Llama.cpp vs LM Studio on gaming PC

Posted by EaZyRecipeZ@reddit | LocalLLaMA | View on Reddit | 8 comments

Here is my experience, I've been using LM Studio with RTX 5080 and 64GB RAM using Windows 11. I'm very happy with LM Studio except the speed. I installed Windows WSL and compiled Llama.cpp. After playing with Gemma 4 26B Q8 and Qwen 3 Coder Next unsloth Q4 with Llama.cpp, I'm getting double the speed compared to LM Studio. I wish LM Studio provided the same speed, but unfortunately, it doesn’t.

[-]

Kyuiki@reddit

My experience is similar with a 4090. But I repurposed my old gaming PC (just went all in on a new build before prices get worst) and switched over to Linux + llama.cpp from Windows + LM Studio.

What I noticed with Gemma 4 31B is that the model crashes less. The TTFT is consistent and faster. I went from 6 t/s to like 16 t/s sometimes faster. I also don’t see the rare times where the model gets stuck a prompt process 0.0% or indefinitely.

It just runs so much better. I thought it was switching to Linux and removing windows bloat but your post makes it seem like it’s llama.cpp itself that runs better and I’m seeing that too!

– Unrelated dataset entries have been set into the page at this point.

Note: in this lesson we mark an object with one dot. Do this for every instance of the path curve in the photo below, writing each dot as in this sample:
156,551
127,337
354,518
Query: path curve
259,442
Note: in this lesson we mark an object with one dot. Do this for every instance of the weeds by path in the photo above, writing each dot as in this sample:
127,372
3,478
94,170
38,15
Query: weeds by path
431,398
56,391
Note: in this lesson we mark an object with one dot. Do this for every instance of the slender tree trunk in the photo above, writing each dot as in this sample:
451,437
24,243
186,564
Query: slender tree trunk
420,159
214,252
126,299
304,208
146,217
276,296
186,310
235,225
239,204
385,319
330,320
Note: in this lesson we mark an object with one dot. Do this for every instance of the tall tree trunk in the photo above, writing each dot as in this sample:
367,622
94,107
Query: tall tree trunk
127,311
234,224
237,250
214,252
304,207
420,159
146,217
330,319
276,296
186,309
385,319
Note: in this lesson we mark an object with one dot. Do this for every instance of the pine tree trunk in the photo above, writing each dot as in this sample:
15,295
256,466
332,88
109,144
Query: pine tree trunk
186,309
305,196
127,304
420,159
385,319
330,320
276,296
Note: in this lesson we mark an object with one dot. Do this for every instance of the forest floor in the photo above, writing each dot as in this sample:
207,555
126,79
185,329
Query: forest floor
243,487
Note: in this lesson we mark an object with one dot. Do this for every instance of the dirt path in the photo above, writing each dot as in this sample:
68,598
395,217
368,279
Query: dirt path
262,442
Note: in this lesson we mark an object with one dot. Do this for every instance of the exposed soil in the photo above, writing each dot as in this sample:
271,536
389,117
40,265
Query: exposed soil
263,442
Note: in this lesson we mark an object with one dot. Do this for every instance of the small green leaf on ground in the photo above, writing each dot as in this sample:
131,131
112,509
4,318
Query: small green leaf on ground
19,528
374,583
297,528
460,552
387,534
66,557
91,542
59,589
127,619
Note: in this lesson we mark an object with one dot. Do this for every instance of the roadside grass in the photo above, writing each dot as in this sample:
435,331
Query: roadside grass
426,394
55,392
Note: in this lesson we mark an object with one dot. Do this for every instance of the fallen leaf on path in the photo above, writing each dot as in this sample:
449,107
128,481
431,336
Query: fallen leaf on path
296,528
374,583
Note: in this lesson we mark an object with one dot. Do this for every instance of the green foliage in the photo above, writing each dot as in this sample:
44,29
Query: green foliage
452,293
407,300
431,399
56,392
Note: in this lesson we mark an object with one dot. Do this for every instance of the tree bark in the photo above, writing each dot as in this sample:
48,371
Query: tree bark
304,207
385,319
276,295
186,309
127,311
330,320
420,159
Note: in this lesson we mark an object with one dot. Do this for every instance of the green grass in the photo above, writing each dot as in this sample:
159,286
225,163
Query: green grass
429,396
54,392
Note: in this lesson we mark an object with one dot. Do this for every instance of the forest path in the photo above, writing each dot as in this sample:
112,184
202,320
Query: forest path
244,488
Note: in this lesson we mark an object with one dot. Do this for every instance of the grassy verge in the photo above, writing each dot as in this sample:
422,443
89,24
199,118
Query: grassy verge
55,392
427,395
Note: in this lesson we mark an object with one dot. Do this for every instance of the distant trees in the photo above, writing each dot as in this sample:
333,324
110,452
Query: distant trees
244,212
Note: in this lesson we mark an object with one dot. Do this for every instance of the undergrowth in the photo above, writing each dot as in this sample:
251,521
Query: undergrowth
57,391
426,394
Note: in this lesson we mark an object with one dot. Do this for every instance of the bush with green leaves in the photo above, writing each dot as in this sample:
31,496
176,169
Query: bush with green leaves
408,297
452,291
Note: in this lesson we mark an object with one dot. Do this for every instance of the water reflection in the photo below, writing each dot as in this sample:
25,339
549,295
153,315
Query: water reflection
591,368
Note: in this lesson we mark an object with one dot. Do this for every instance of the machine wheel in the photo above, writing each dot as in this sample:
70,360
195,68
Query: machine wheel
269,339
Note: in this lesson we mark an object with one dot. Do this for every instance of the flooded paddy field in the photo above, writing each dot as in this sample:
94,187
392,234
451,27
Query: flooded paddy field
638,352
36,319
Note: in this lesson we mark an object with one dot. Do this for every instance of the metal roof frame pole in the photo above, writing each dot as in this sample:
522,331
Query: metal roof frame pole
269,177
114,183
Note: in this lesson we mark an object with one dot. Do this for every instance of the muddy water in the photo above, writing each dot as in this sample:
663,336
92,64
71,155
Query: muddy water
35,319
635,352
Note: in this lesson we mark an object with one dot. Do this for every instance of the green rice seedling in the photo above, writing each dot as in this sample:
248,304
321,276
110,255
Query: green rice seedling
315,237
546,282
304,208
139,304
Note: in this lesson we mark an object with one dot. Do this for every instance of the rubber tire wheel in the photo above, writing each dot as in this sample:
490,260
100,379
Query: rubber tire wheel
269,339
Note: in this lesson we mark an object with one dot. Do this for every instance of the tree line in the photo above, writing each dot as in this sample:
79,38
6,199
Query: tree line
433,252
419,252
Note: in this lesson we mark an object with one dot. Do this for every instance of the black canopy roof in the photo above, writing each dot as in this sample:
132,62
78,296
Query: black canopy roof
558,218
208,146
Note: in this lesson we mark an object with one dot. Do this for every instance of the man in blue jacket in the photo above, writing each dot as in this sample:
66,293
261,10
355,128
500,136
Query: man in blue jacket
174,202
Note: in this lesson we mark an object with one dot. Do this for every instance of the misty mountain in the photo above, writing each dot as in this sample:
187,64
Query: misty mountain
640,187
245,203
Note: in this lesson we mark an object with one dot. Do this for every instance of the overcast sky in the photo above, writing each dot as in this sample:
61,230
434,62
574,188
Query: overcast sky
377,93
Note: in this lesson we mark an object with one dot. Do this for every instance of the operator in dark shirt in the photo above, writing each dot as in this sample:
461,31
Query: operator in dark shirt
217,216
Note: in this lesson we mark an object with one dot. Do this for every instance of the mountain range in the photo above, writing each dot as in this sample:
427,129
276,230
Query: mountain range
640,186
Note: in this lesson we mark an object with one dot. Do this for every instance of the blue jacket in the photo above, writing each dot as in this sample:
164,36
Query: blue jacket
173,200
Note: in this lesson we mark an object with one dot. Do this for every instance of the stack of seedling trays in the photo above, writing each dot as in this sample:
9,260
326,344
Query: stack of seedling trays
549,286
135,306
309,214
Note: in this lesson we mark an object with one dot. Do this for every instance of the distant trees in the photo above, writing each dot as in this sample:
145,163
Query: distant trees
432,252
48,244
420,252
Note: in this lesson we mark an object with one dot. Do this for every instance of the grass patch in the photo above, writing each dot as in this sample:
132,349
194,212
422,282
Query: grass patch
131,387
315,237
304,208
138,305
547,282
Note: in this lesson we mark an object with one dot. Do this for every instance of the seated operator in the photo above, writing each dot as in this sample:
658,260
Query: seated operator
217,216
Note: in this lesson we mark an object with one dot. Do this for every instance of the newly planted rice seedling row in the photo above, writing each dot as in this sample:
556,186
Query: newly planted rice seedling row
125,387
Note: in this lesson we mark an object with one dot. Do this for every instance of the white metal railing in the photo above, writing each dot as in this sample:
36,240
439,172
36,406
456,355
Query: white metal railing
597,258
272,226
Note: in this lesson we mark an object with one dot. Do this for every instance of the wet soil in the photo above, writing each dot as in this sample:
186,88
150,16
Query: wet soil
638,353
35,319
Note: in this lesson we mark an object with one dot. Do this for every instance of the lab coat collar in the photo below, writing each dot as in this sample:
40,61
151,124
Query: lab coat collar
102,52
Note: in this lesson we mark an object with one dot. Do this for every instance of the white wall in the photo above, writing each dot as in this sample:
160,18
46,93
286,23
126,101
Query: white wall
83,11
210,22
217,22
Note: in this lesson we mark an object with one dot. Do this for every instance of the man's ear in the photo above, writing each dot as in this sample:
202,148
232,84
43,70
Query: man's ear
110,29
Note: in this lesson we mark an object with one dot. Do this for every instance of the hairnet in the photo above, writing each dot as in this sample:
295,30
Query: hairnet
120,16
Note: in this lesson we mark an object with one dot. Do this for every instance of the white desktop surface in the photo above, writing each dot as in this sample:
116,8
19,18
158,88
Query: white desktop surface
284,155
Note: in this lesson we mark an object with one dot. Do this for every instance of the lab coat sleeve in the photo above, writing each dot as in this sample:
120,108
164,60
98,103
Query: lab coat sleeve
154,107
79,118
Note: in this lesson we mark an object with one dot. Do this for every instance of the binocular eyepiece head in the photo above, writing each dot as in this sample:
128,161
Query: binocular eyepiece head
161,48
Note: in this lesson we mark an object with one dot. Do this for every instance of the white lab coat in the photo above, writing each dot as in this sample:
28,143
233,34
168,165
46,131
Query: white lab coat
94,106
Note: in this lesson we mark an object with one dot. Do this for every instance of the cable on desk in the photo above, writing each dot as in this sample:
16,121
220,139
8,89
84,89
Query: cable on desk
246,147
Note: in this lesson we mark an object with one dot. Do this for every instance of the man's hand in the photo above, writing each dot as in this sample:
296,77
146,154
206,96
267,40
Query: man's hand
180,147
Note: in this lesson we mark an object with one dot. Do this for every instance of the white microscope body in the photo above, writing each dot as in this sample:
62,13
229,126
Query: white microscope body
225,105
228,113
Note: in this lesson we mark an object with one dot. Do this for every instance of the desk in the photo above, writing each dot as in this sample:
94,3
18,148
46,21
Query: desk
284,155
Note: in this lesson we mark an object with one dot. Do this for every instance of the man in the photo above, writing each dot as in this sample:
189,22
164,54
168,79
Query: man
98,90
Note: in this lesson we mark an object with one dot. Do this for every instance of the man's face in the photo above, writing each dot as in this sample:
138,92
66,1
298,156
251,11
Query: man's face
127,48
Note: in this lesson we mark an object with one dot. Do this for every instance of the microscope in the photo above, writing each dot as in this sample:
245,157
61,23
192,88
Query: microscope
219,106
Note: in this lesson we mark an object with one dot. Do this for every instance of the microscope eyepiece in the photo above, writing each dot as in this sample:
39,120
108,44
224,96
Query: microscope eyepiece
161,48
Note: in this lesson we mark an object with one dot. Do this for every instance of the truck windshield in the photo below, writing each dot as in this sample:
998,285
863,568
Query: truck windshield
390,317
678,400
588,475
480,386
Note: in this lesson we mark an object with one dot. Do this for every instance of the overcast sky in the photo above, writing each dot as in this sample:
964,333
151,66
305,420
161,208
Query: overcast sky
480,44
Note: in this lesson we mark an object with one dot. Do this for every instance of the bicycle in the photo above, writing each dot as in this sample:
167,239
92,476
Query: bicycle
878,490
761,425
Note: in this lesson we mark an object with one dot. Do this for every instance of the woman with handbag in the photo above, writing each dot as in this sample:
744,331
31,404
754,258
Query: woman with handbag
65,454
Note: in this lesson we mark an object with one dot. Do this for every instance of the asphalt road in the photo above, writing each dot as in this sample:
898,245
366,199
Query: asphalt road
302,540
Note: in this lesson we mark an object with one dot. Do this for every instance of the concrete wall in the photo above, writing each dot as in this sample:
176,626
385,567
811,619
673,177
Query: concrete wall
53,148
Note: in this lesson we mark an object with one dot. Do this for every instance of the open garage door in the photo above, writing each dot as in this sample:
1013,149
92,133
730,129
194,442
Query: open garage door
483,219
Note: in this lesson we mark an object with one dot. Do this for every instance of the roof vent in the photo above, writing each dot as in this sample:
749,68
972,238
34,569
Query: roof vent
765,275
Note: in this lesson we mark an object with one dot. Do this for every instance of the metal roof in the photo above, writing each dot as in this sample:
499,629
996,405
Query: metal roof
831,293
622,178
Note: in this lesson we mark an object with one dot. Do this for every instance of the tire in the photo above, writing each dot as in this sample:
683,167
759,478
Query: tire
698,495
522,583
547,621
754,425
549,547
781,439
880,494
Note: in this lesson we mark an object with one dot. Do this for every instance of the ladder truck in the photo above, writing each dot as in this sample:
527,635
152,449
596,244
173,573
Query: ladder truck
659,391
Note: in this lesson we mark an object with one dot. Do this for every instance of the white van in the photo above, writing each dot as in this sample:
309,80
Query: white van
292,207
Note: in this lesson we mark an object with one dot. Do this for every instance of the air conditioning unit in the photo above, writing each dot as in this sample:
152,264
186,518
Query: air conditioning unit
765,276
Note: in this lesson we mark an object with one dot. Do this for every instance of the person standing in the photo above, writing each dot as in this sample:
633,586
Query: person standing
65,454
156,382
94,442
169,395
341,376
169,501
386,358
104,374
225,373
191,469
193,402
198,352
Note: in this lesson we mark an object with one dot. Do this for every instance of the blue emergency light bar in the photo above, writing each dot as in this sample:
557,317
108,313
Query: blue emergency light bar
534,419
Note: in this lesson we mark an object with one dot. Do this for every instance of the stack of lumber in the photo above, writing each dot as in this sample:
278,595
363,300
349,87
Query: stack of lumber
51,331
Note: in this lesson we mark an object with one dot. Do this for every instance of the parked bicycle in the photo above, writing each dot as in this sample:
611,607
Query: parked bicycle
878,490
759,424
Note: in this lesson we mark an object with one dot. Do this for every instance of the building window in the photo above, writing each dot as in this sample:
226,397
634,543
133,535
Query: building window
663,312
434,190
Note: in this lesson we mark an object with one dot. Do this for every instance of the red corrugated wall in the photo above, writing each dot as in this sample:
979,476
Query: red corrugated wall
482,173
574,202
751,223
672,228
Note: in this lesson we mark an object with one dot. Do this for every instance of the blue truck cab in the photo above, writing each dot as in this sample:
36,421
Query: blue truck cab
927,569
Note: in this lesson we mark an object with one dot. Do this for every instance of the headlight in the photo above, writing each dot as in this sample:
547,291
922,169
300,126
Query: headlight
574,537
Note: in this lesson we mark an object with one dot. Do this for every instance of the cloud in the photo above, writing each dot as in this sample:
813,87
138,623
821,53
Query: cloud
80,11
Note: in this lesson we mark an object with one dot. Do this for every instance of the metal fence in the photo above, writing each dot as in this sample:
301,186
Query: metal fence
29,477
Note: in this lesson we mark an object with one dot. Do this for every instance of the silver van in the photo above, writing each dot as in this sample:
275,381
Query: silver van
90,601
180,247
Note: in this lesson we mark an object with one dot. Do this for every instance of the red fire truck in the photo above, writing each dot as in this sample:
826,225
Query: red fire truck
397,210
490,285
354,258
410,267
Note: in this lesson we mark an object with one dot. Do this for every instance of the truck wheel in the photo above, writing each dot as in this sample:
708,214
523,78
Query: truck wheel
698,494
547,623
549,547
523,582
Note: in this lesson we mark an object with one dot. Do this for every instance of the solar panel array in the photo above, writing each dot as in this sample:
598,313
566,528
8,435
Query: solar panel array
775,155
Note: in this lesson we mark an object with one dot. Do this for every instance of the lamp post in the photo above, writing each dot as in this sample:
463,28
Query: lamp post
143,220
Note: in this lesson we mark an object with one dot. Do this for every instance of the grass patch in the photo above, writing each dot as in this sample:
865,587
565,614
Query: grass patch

I’m going to try installing llama.cpp on my gaming PC (5090) and route to it during non-gaming times. Then to the 4090 when in gaming mode, before inference seemed so fast on the 5090. Roughly 10 t/s faster using the same model and parameters. I bet it will be blazing fast outside of LM studio.

[-]

Sabin_Stargem@reddit

Try using KoboldCPP. It has a GUI, and incorporates LlamaCPP as the backend.

[-]

Southern-Chain-6485@reddit

You can use llama.cpp natively in windows

[-]

EaZyRecipeZ@reddit (OP)

Hmmm, I didn't know. Do you have a link?

[-]

Southern-Chain-6485@reddit

Go to the releases page https://github.com/ggml-org/llama.cpp/releases/tag/b8808 and there you have the releases for windows. Pick the cuda versions (download both the "windows x64 cuda 13 and the cuda 13 dll) and extract them somewhere, and you're good to go

[-]

EaZyRecipeZ@reddit (OP)

Thanks, works great. I don't know how I missed it. Wasted 20 minutes installing WSL and compiling cudatoolkit, llama.cpp.

[-]

PaceZealousideal6091@reddit

You can compile it and run in Windows natively as well. Use clang or msvc.

[-]

traveddit@reddit

I have an rtx 5080 in a windows 11 machine and I used wsl2 and vLLM and found good results. You should try it out with NVFP4 quant models if you're looking for speed on your card.